I guess we have more in common with our monkey friends than most of us care to admit. We both struggle to live with open hands, and our greedy, desperate clutching after God’s gifts leads us both to live lives that are far from free.

We were created to enjoy the gifts that God gave us so graciously; however, we weren’t created to have the death grip that we now have on God’s gifts, namely relationships.

A.W. Tozer beautifully captures the way things were intended to be.

“Before the Lord God made man upon the earth, He first prepared for him a world of useful and pleasant things for his sustenance and delight. In the Gensis account, these were simply ‘things,’ They were made for man’s use, but they were meant always to be external to the man and subservient to him.”

Relationships are gifts to be enjoyed in the presence of God and under the principles He set in place. Yet so often, we try to greedily snatch them and hide them away from His presence with clenched fists. When we do so, we are enlsaving ourselves, just like the silly monkeys.

A.W. Tozer further explains this huge problem in the second chapter of The Pursuit of God. 

“The roots of our hearts have grown deep down into things, and we dare not pull up one rootlet lest we die. Things have become necessary to us, a development never originally intended. God’s gifts now take the place of God and the whole course of nature is upset by the monstrous substition.”

How, then, do we learn to live again with open hands that can enjoy God’s gifts without worshipping them in place of the Giver?

We must first recognize when our hands are stuck in the jar. When we are clutching so tightly to a romantic relationship (or even the potential of one), a spouse, a friend, a child or a parent that we are paralyzed in fear or control or perfectionism, the gifts have usurped the Giver.

We need not feel shocked or ashamed, for God is neither. He knew the deep sin-sickness of the human heart when we He willingly chose to die for those who spurned the Giver. He asks only that we repent and believe; that we loosen the death grip we have on His gifts, particularly the people we most love.

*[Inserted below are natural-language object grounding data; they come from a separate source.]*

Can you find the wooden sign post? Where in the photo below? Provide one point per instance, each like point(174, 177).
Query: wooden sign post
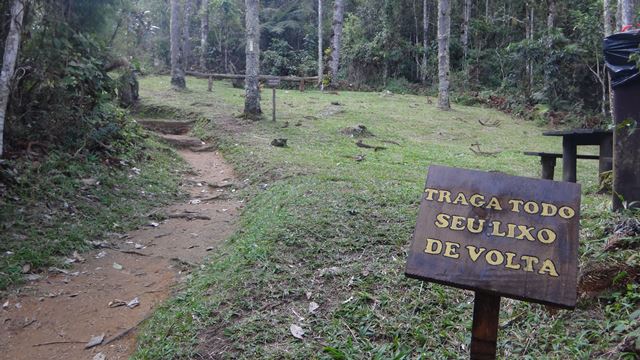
point(273, 83)
point(498, 235)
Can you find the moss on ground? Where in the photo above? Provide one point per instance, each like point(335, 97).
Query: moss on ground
point(61, 202)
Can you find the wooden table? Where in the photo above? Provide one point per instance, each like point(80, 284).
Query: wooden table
point(570, 141)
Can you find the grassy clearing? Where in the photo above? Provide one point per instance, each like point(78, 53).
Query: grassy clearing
point(322, 227)
point(59, 203)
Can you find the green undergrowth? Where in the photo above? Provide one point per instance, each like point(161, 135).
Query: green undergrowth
point(58, 203)
point(321, 227)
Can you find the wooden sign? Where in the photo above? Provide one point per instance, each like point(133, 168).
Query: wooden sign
point(273, 82)
point(498, 234)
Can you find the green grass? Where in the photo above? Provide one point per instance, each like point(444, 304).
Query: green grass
point(313, 207)
point(48, 212)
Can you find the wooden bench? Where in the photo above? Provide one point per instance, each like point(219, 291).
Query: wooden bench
point(548, 161)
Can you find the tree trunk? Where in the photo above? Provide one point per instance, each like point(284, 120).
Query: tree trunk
point(425, 39)
point(529, 34)
point(464, 37)
point(177, 68)
point(252, 99)
point(444, 32)
point(186, 50)
point(204, 34)
point(320, 62)
point(551, 19)
point(606, 14)
point(11, 47)
point(336, 40)
point(627, 14)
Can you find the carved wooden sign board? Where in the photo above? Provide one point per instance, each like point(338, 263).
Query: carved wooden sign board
point(507, 235)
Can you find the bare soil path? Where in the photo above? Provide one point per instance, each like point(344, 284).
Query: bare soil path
point(56, 316)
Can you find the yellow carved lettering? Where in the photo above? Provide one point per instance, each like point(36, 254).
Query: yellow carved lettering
point(450, 250)
point(547, 236)
point(442, 220)
point(434, 247)
point(477, 200)
point(430, 193)
point(548, 267)
point(460, 199)
point(566, 212)
point(478, 229)
point(496, 229)
point(494, 204)
point(457, 223)
point(529, 262)
point(474, 252)
point(510, 264)
point(515, 205)
point(444, 195)
point(531, 207)
point(525, 232)
point(548, 210)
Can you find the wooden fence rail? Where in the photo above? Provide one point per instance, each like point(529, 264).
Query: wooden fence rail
point(242, 76)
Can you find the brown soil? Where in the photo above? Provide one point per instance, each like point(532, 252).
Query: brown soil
point(54, 317)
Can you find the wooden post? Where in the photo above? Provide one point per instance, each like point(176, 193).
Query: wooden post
point(569, 157)
point(548, 166)
point(273, 115)
point(484, 331)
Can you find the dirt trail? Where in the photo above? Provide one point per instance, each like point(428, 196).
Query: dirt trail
point(54, 317)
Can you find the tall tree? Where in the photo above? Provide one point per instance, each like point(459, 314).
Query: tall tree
point(444, 33)
point(425, 39)
point(186, 21)
point(336, 40)
point(464, 37)
point(11, 47)
point(252, 71)
point(320, 62)
point(627, 12)
point(177, 69)
point(551, 20)
point(204, 34)
point(530, 7)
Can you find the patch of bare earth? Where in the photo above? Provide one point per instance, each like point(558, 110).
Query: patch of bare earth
point(111, 290)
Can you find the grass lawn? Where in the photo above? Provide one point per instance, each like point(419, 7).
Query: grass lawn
point(60, 203)
point(321, 227)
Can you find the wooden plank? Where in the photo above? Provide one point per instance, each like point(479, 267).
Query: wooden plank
point(242, 76)
point(506, 235)
point(569, 154)
point(557, 156)
point(484, 330)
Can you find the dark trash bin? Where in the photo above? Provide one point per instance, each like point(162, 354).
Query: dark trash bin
point(625, 83)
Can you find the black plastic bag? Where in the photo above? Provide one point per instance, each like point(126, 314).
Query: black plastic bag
point(617, 50)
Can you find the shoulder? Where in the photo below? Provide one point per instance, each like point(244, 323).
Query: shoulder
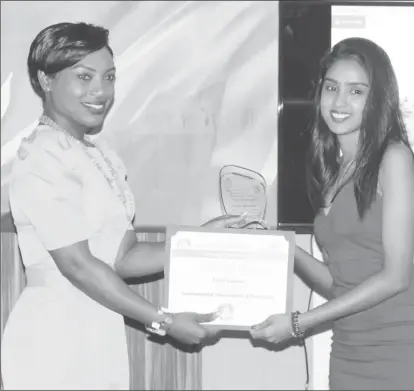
point(113, 156)
point(397, 165)
point(46, 151)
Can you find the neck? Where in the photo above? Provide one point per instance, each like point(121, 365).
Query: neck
point(349, 145)
point(75, 130)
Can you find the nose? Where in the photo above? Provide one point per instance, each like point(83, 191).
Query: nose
point(340, 100)
point(96, 87)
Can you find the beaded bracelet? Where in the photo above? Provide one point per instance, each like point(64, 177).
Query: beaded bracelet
point(296, 332)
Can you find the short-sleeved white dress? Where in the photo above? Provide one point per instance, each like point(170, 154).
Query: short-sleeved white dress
point(56, 336)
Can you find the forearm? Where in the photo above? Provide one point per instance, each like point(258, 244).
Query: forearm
point(142, 259)
point(313, 272)
point(101, 283)
point(370, 293)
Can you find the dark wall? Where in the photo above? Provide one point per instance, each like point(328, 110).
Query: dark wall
point(304, 37)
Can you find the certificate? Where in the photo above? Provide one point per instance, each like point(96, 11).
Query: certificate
point(245, 275)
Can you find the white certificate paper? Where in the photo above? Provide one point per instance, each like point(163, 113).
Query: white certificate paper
point(245, 275)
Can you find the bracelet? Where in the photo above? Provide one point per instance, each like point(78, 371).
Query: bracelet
point(161, 327)
point(296, 331)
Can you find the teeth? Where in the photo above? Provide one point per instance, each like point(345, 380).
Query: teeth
point(340, 115)
point(94, 106)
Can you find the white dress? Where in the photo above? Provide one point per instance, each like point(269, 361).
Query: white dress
point(56, 336)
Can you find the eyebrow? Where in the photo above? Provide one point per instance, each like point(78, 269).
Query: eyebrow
point(91, 68)
point(356, 83)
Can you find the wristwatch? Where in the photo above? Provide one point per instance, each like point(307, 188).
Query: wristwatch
point(161, 327)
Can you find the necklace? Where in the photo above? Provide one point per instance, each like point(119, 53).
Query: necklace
point(124, 195)
point(345, 172)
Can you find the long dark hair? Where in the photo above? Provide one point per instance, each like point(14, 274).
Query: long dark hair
point(382, 124)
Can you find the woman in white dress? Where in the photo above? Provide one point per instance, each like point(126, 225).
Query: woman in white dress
point(72, 208)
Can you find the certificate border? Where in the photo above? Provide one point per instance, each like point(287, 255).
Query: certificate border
point(289, 235)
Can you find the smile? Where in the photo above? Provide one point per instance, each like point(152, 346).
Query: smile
point(96, 109)
point(339, 117)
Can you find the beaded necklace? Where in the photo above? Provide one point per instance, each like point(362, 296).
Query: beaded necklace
point(124, 195)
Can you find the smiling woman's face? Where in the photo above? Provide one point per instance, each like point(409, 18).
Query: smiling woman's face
point(81, 96)
point(344, 94)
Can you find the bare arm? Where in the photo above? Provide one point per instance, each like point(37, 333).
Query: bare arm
point(396, 182)
point(140, 259)
point(100, 282)
point(313, 272)
point(137, 259)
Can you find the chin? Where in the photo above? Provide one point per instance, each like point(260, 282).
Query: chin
point(342, 129)
point(94, 125)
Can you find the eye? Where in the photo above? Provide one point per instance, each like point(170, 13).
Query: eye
point(84, 76)
point(330, 87)
point(355, 91)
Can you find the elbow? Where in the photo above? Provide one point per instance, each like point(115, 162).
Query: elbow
point(73, 270)
point(403, 284)
point(399, 284)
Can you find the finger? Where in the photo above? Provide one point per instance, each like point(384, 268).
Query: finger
point(259, 333)
point(237, 221)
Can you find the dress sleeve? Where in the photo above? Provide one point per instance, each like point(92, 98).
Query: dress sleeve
point(48, 193)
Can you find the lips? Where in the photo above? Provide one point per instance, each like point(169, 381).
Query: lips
point(338, 116)
point(95, 108)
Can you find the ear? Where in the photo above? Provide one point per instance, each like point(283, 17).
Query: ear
point(45, 81)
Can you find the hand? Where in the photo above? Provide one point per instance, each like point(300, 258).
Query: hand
point(275, 329)
point(186, 327)
point(228, 221)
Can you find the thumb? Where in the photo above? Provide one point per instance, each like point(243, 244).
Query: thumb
point(206, 318)
point(236, 219)
point(261, 325)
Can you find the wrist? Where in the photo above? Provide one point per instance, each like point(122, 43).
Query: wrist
point(297, 331)
point(162, 322)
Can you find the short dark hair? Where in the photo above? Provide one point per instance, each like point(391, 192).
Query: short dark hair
point(62, 45)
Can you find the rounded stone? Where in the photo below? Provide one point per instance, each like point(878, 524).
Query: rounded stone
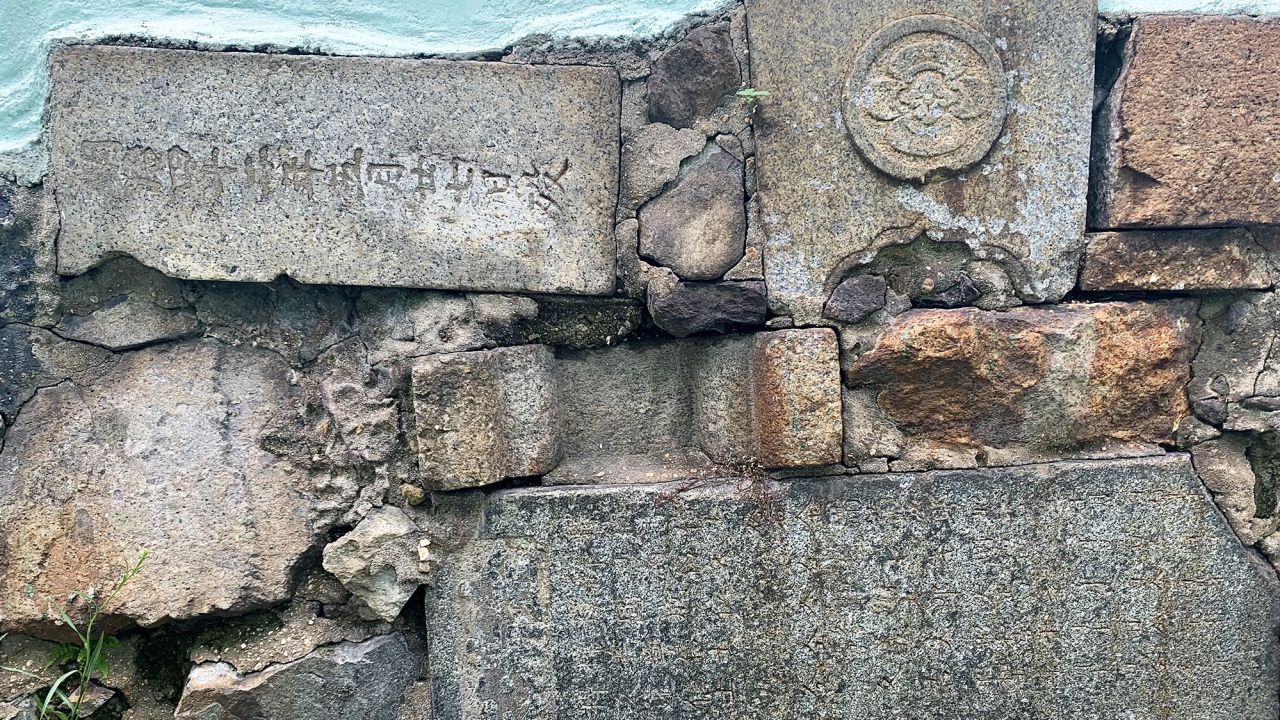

Tozer explains why this loosen of our grip is so challenging when he writes the following:

“We are often hindered from giving up our treasure to the Lord out of fear for their safety. This is especially true when those treasures are loved relatives and friends. But we need have no such fears. Our Lord came not to destroy but to save. Everything is safe which is committed to Him, and nothing is really sage which is not committed.”

Despite all the lies we believe, our treasures are safest when brought back into the presence of the Giver. When He has first place, when He has control, we get both the gift and Giver. We get to enjoy our relationships with open hands, ultimately placing our hope and well-being, as well as their’s, into His care.

What gifts or relationships are you gripping so tightly as to be stuck?

What would it look like to entrust those back into the hands of the Giver?

A full forest of gifts await us, if only we could open our hands and step away from the jars that trap and paralyze us.

The good news is that God is committed to our freedom and will help to unwrap our fingers from the gifts that we clutch out of fear.

Lord, you are both Giver and gift. We so desperately want to live with open hands that are able to enjoy the gifts you give in Your presence. Unwrap our fingers and hearts from the objects and people we love most; they are safest in Your hands and we are most free when we hold them loosely. We need your grace to trust and release. Amen.